A crate in and of itself is not cruel, but how it is used can be cruel. It takes time to acclimate your dog to a crate, teach them to accept and even love it, and then use it correctly (and sparingly) for your dog’s safety and benefit.
Do Dog Crates Need Bedding?
Good bedding is one of the most important things to include in your dog’s crate. If you want your dog to see their crate as a safe, comfortable place where they can unwind at the end of the day or retreat if they are overstimulated, they must be comfortable when they lie down.
Can Dogs Share Crates?
No, never put two dogs in the same crate. It makes no difference if they get along well or if they are siblings or littermates. A crate is far too small a container. It should never be forced upon two dogs to share it.

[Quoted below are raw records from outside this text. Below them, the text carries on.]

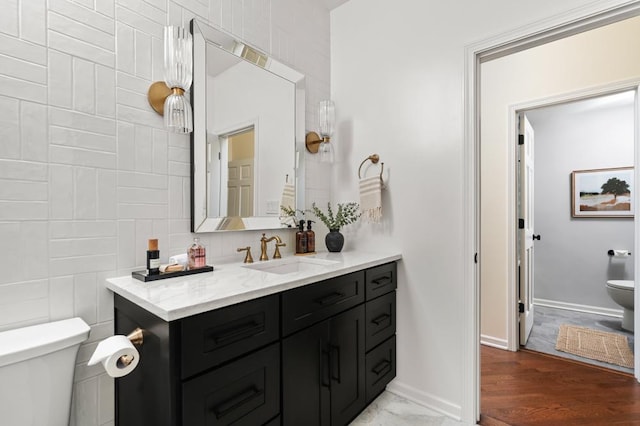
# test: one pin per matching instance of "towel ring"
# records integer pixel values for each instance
(374, 158)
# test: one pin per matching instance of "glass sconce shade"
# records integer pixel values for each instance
(326, 118)
(178, 75)
(178, 57)
(177, 112)
(326, 152)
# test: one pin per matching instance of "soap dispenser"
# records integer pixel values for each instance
(301, 239)
(311, 238)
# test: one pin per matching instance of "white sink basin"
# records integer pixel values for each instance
(292, 265)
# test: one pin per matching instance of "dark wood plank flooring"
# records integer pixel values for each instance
(529, 388)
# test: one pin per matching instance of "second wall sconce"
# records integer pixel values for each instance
(167, 97)
(320, 143)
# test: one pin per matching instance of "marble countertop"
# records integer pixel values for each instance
(175, 298)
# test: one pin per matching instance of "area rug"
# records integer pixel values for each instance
(595, 344)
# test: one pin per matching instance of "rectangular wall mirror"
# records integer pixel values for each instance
(247, 143)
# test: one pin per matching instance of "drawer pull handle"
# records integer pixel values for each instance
(380, 319)
(382, 367)
(382, 281)
(330, 299)
(334, 358)
(245, 330)
(236, 401)
(325, 374)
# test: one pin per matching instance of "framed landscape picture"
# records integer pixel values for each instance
(602, 193)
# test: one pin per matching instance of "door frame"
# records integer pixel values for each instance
(575, 21)
(513, 341)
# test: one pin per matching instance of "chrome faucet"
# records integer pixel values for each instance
(263, 247)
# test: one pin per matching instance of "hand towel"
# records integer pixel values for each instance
(288, 196)
(371, 199)
(289, 201)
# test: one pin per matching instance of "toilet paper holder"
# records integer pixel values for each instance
(136, 337)
(613, 253)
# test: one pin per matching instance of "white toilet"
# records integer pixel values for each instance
(36, 372)
(621, 291)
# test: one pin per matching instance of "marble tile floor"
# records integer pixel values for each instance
(392, 410)
(547, 321)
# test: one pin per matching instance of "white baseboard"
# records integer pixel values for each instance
(617, 313)
(434, 403)
(494, 342)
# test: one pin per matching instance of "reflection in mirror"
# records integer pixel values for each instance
(247, 137)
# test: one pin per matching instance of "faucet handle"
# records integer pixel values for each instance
(276, 254)
(247, 258)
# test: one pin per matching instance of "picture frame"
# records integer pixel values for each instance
(602, 192)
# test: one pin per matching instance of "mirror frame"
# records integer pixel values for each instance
(200, 220)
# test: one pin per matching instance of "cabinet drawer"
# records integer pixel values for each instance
(381, 280)
(214, 337)
(304, 306)
(245, 392)
(380, 319)
(380, 368)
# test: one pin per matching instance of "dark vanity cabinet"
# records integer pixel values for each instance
(220, 367)
(314, 355)
(324, 379)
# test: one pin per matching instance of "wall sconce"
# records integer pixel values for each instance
(167, 97)
(326, 123)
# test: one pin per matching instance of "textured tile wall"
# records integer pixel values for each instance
(87, 174)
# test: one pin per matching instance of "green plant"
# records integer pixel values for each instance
(347, 213)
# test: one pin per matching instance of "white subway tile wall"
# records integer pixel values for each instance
(87, 173)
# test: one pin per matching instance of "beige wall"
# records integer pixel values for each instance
(596, 58)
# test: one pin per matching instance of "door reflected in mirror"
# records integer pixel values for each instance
(233, 161)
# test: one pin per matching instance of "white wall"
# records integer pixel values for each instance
(571, 261)
(87, 173)
(398, 82)
(583, 61)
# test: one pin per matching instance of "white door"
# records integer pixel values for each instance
(240, 188)
(525, 231)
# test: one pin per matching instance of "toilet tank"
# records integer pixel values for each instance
(36, 372)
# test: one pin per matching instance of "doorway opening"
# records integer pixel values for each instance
(544, 33)
(574, 219)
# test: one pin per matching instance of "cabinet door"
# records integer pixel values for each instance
(305, 378)
(347, 365)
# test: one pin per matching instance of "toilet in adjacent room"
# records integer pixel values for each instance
(36, 372)
(621, 291)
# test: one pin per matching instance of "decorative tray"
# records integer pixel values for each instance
(144, 276)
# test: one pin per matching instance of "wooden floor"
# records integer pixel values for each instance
(529, 388)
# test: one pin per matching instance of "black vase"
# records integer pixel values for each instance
(334, 240)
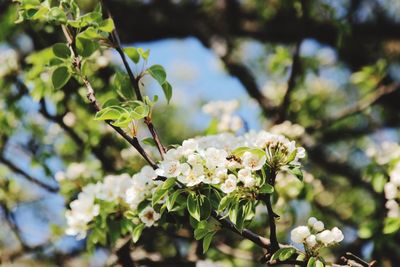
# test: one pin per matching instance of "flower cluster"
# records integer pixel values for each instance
(288, 129)
(8, 62)
(228, 161)
(223, 112)
(117, 189)
(392, 190)
(314, 236)
(388, 155)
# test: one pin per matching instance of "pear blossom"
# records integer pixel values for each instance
(148, 216)
(169, 168)
(313, 236)
(229, 185)
(299, 234)
(326, 237)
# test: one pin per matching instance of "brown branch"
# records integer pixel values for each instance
(295, 71)
(359, 107)
(92, 99)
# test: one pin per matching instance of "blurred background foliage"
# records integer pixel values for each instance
(339, 59)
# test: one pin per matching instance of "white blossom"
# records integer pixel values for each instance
(229, 185)
(326, 237)
(311, 241)
(253, 161)
(318, 226)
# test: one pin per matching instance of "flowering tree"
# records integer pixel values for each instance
(228, 190)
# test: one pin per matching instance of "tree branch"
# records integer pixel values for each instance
(30, 178)
(295, 71)
(359, 107)
(92, 99)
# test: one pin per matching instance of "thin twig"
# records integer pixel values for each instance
(359, 107)
(29, 177)
(92, 99)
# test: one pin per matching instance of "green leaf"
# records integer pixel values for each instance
(286, 253)
(137, 232)
(109, 113)
(60, 77)
(296, 171)
(266, 189)
(172, 199)
(41, 13)
(158, 73)
(144, 54)
(106, 25)
(57, 14)
(311, 262)
(149, 141)
(61, 50)
(392, 225)
(167, 88)
(200, 233)
(193, 206)
(158, 195)
(132, 54)
(207, 241)
(170, 182)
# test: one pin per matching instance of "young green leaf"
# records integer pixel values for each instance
(106, 25)
(144, 54)
(123, 121)
(193, 206)
(172, 199)
(392, 225)
(61, 50)
(132, 54)
(56, 14)
(266, 189)
(109, 113)
(123, 86)
(158, 73)
(158, 195)
(200, 233)
(205, 210)
(137, 232)
(296, 171)
(170, 182)
(60, 77)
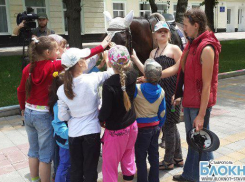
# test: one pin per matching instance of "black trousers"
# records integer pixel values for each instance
(84, 151)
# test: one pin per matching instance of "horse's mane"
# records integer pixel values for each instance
(158, 15)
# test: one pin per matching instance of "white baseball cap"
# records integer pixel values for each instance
(160, 25)
(73, 55)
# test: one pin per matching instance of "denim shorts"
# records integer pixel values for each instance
(40, 135)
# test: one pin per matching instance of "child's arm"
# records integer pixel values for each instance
(91, 63)
(63, 112)
(21, 91)
(106, 107)
(60, 128)
(162, 112)
(138, 63)
(101, 47)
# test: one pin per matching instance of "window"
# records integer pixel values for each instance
(145, 9)
(37, 5)
(175, 9)
(162, 8)
(118, 9)
(66, 21)
(3, 17)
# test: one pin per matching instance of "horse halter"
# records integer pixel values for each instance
(129, 37)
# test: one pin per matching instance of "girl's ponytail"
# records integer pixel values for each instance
(126, 101)
(68, 83)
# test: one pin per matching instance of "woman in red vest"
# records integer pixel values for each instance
(198, 68)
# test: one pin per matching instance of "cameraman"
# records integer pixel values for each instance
(41, 30)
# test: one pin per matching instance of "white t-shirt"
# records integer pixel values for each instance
(82, 112)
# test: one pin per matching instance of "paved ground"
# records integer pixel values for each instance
(227, 121)
(7, 51)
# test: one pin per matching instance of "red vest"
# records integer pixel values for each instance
(193, 71)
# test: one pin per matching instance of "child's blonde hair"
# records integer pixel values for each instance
(120, 60)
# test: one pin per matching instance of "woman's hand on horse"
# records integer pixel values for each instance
(175, 101)
(134, 55)
(141, 79)
(106, 41)
(112, 44)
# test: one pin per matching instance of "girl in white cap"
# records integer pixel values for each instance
(78, 104)
(117, 114)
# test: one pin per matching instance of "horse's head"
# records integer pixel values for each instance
(119, 29)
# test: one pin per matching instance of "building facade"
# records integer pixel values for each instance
(229, 15)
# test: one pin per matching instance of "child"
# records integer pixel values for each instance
(61, 43)
(79, 94)
(150, 108)
(60, 132)
(33, 100)
(62, 48)
(118, 113)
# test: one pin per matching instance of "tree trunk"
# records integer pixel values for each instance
(209, 11)
(180, 10)
(153, 6)
(73, 14)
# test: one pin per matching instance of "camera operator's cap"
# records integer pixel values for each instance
(160, 25)
(42, 15)
(117, 53)
(153, 71)
(203, 140)
(73, 55)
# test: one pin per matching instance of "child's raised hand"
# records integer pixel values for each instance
(106, 41)
(134, 55)
(102, 64)
(112, 44)
(141, 79)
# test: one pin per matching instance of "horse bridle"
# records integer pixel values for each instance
(129, 37)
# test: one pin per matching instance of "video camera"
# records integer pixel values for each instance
(29, 18)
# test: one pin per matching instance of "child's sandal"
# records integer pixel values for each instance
(178, 163)
(164, 166)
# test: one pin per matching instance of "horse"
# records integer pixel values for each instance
(137, 33)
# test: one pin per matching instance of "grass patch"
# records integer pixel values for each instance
(10, 76)
(232, 58)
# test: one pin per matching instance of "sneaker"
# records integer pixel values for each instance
(180, 178)
(53, 177)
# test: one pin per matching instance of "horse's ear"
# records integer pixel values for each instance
(129, 18)
(107, 16)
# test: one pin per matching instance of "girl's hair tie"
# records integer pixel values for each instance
(123, 88)
(35, 40)
(55, 74)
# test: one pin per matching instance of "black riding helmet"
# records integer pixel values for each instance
(203, 140)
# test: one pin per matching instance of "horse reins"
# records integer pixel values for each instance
(129, 37)
(151, 29)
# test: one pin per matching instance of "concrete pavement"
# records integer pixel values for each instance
(227, 121)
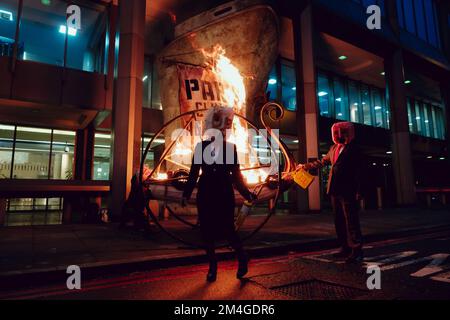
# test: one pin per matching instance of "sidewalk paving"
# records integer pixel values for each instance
(45, 249)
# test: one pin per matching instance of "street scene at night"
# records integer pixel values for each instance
(224, 157)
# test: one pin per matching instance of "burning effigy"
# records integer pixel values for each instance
(225, 62)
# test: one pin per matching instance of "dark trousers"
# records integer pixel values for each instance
(234, 241)
(346, 221)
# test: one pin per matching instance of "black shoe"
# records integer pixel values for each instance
(356, 256)
(342, 254)
(212, 273)
(242, 268)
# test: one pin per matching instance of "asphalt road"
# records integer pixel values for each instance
(415, 267)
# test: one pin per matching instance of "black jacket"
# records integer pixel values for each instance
(215, 194)
(346, 173)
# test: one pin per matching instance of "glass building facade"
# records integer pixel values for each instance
(82, 49)
(348, 100)
(419, 18)
(151, 93)
(282, 84)
(426, 118)
(36, 153)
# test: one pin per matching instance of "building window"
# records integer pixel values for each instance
(102, 156)
(6, 150)
(63, 145)
(366, 3)
(36, 153)
(83, 49)
(281, 85)
(32, 153)
(344, 99)
(419, 18)
(354, 102)
(340, 99)
(288, 85)
(324, 95)
(425, 119)
(87, 48)
(33, 211)
(8, 22)
(151, 93)
(40, 21)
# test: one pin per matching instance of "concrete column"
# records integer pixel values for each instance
(401, 145)
(2, 211)
(307, 114)
(445, 92)
(84, 153)
(127, 107)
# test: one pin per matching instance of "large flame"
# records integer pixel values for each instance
(233, 95)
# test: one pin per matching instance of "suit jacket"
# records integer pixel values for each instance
(345, 174)
(216, 176)
(215, 194)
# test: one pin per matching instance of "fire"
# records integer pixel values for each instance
(233, 95)
(232, 80)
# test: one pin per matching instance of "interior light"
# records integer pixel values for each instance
(6, 15)
(72, 31)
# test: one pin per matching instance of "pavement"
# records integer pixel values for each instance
(414, 267)
(38, 253)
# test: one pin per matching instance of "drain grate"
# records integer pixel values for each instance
(319, 290)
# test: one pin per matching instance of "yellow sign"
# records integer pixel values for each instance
(303, 178)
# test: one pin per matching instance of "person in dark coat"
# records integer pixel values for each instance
(219, 164)
(344, 188)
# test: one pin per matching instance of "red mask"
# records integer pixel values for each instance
(343, 132)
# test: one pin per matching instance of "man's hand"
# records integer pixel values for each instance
(253, 196)
(183, 202)
(304, 166)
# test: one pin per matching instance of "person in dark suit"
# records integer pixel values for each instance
(344, 188)
(218, 161)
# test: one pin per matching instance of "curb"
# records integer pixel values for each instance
(18, 279)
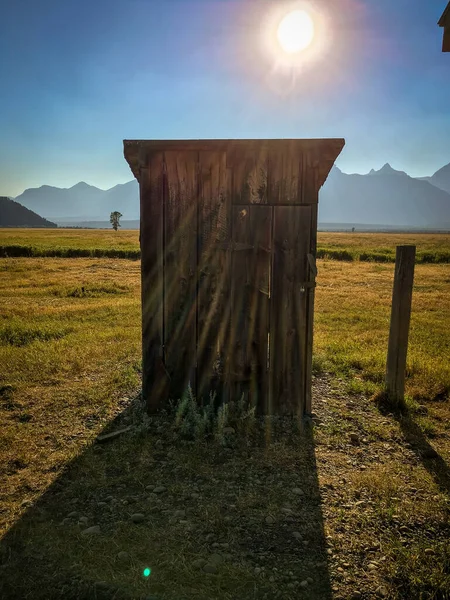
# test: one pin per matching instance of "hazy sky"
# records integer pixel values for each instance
(77, 77)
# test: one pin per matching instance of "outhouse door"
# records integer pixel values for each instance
(228, 240)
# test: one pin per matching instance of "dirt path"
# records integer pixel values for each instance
(357, 507)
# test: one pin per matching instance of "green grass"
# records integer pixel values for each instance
(352, 327)
(69, 354)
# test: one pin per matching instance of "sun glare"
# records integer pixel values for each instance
(295, 31)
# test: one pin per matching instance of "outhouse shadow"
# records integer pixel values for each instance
(255, 505)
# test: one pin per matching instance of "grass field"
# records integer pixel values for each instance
(369, 247)
(374, 514)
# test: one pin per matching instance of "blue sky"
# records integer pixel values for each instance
(79, 77)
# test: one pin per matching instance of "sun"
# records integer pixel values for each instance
(295, 31)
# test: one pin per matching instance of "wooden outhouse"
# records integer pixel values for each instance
(228, 243)
(445, 23)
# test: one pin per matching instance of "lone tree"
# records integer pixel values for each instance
(114, 219)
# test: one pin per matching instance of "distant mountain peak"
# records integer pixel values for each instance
(81, 185)
(388, 170)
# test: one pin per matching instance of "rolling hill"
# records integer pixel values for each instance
(386, 198)
(13, 214)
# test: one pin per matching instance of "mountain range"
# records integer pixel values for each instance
(385, 197)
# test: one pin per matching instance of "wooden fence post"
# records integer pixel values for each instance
(399, 329)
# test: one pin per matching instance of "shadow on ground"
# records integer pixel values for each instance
(242, 520)
(417, 441)
(431, 460)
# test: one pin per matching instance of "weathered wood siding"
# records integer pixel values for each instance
(228, 240)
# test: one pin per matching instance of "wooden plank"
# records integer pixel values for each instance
(154, 379)
(250, 296)
(285, 175)
(288, 309)
(399, 329)
(213, 286)
(249, 173)
(180, 269)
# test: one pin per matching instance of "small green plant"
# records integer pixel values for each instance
(195, 422)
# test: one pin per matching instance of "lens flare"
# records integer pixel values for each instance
(295, 31)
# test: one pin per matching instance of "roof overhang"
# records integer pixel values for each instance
(322, 153)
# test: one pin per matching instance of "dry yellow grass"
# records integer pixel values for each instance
(64, 362)
(70, 350)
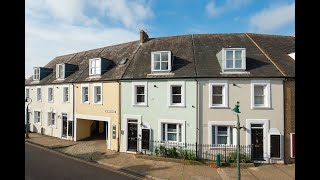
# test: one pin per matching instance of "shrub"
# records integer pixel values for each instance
(232, 158)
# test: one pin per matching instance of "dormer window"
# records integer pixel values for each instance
(95, 66)
(60, 71)
(234, 58)
(36, 74)
(161, 61)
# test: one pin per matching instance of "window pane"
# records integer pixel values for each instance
(164, 65)
(213, 134)
(172, 137)
(176, 89)
(140, 98)
(164, 56)
(258, 90)
(157, 65)
(216, 89)
(237, 64)
(156, 57)
(229, 63)
(229, 55)
(222, 130)
(172, 128)
(258, 100)
(222, 139)
(176, 98)
(140, 90)
(237, 54)
(216, 99)
(163, 132)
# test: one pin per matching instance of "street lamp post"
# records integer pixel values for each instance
(236, 109)
(29, 100)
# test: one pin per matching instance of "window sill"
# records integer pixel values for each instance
(219, 107)
(266, 108)
(176, 106)
(140, 105)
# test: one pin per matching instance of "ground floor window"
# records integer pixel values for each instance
(222, 135)
(171, 132)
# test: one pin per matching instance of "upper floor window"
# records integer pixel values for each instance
(36, 73)
(176, 91)
(97, 94)
(85, 93)
(51, 119)
(39, 95)
(65, 94)
(235, 58)
(50, 94)
(161, 61)
(27, 93)
(60, 71)
(95, 66)
(218, 93)
(260, 94)
(140, 93)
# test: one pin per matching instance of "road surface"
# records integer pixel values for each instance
(41, 163)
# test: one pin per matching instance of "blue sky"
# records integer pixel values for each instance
(58, 27)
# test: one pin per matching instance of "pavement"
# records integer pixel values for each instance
(95, 150)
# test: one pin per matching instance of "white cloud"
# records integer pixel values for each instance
(273, 18)
(213, 10)
(130, 13)
(59, 27)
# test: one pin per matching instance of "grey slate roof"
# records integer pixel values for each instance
(194, 56)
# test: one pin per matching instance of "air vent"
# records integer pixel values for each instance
(123, 61)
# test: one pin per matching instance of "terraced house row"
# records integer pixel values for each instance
(172, 89)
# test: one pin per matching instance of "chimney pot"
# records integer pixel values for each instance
(143, 37)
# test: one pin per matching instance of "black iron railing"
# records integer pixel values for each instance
(194, 151)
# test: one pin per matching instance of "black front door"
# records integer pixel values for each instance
(132, 136)
(257, 144)
(64, 125)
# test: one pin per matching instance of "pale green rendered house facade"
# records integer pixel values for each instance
(157, 112)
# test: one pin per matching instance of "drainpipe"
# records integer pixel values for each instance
(119, 109)
(197, 117)
(73, 107)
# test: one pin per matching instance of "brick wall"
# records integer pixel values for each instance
(289, 122)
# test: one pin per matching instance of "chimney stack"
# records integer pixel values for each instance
(143, 37)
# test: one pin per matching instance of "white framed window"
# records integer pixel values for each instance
(172, 130)
(37, 117)
(260, 94)
(60, 71)
(51, 119)
(65, 94)
(50, 94)
(97, 93)
(36, 73)
(218, 94)
(221, 132)
(140, 93)
(161, 61)
(234, 58)
(27, 92)
(85, 93)
(39, 94)
(95, 66)
(176, 94)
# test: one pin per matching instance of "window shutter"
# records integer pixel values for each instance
(243, 59)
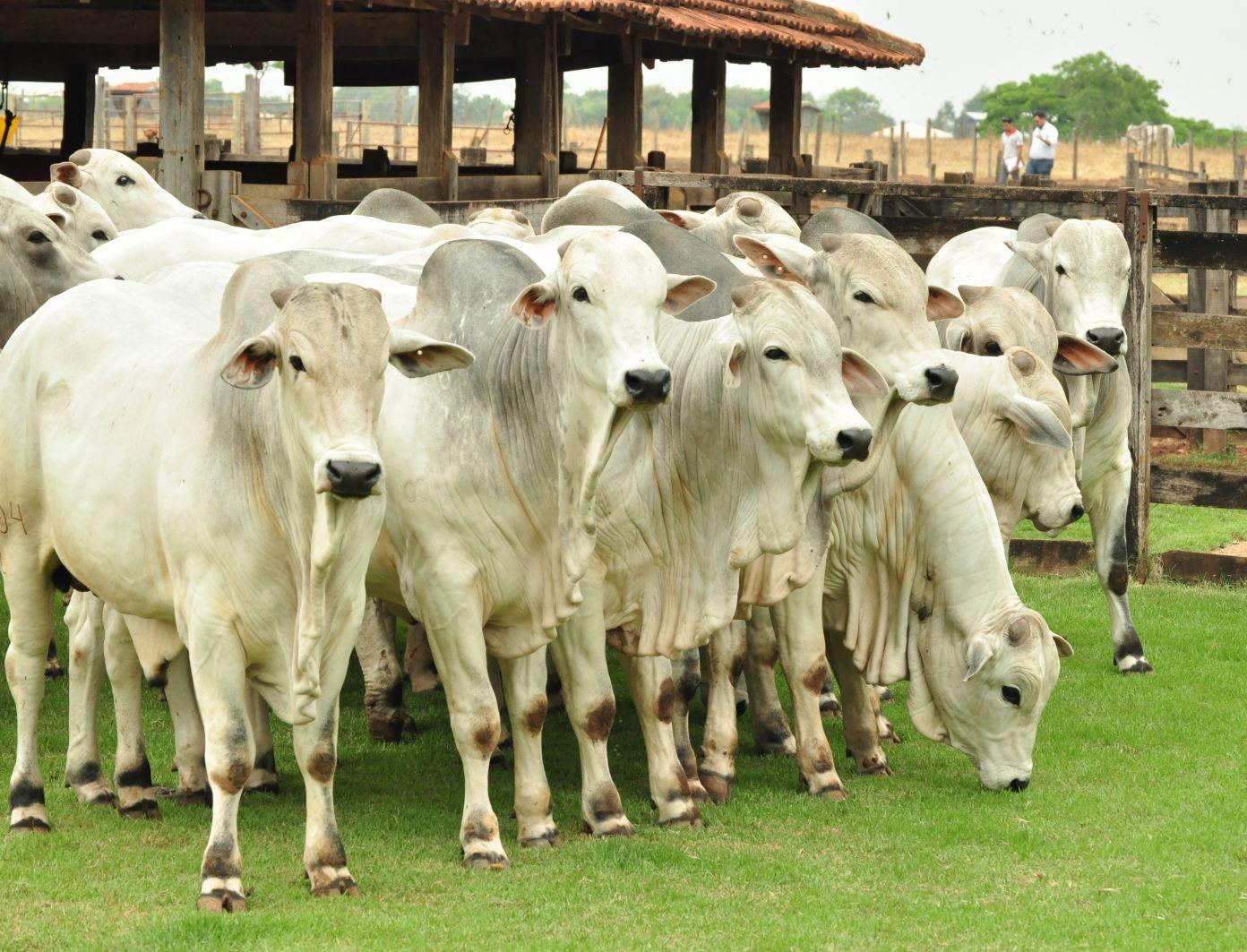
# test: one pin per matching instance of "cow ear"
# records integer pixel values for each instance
(418, 356)
(683, 219)
(978, 653)
(861, 376)
(1036, 421)
(535, 304)
(943, 304)
(1076, 356)
(776, 260)
(254, 363)
(684, 290)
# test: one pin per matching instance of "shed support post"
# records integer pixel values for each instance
(624, 99)
(314, 166)
(710, 114)
(537, 121)
(181, 99)
(436, 94)
(785, 133)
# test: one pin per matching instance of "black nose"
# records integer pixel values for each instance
(1107, 339)
(352, 480)
(856, 444)
(942, 381)
(648, 387)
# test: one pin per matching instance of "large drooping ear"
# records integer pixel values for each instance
(1036, 421)
(1076, 356)
(66, 172)
(683, 219)
(943, 304)
(684, 290)
(861, 376)
(778, 257)
(254, 363)
(535, 304)
(978, 652)
(418, 356)
(972, 293)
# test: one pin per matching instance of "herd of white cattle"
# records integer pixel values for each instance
(772, 444)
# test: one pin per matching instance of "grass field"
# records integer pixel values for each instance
(1134, 831)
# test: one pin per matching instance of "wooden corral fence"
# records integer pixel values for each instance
(924, 216)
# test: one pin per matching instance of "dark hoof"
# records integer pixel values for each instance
(141, 810)
(718, 788)
(221, 901)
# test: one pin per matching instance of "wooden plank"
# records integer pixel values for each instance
(436, 94)
(1203, 567)
(181, 99)
(1203, 409)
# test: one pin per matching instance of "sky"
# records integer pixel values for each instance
(982, 43)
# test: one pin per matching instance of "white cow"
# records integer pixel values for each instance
(291, 470)
(124, 188)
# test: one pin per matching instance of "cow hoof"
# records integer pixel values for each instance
(222, 901)
(145, 809)
(718, 786)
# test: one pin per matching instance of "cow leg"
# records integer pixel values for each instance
(30, 628)
(377, 650)
(133, 773)
(726, 661)
(422, 673)
(687, 672)
(263, 776)
(219, 667)
(83, 617)
(654, 691)
(798, 623)
(524, 683)
(861, 706)
(770, 731)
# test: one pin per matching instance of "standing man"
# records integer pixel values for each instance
(1010, 151)
(1043, 146)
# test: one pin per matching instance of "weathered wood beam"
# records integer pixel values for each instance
(181, 99)
(436, 92)
(624, 100)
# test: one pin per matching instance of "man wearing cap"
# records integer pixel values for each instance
(1010, 151)
(1043, 146)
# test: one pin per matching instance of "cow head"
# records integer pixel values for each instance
(746, 213)
(984, 694)
(78, 215)
(880, 301)
(130, 197)
(1085, 267)
(37, 262)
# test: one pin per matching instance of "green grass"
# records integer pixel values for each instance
(1132, 834)
(1193, 528)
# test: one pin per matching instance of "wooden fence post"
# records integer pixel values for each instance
(1139, 222)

Can a Dog Stay in a Crate All Day?
The dog can sleep through the night in his crate, but he should not be crated for 12 hours during the day. This is far too much time spent alone.
Can a dog sleep in a crate?
Yes, but only overnight, and only after your dog has a good night’s sleep. Also, closing the crate’s door at night is a bad idea. This will almost certainly result in whining because your dog will feel imprisoned.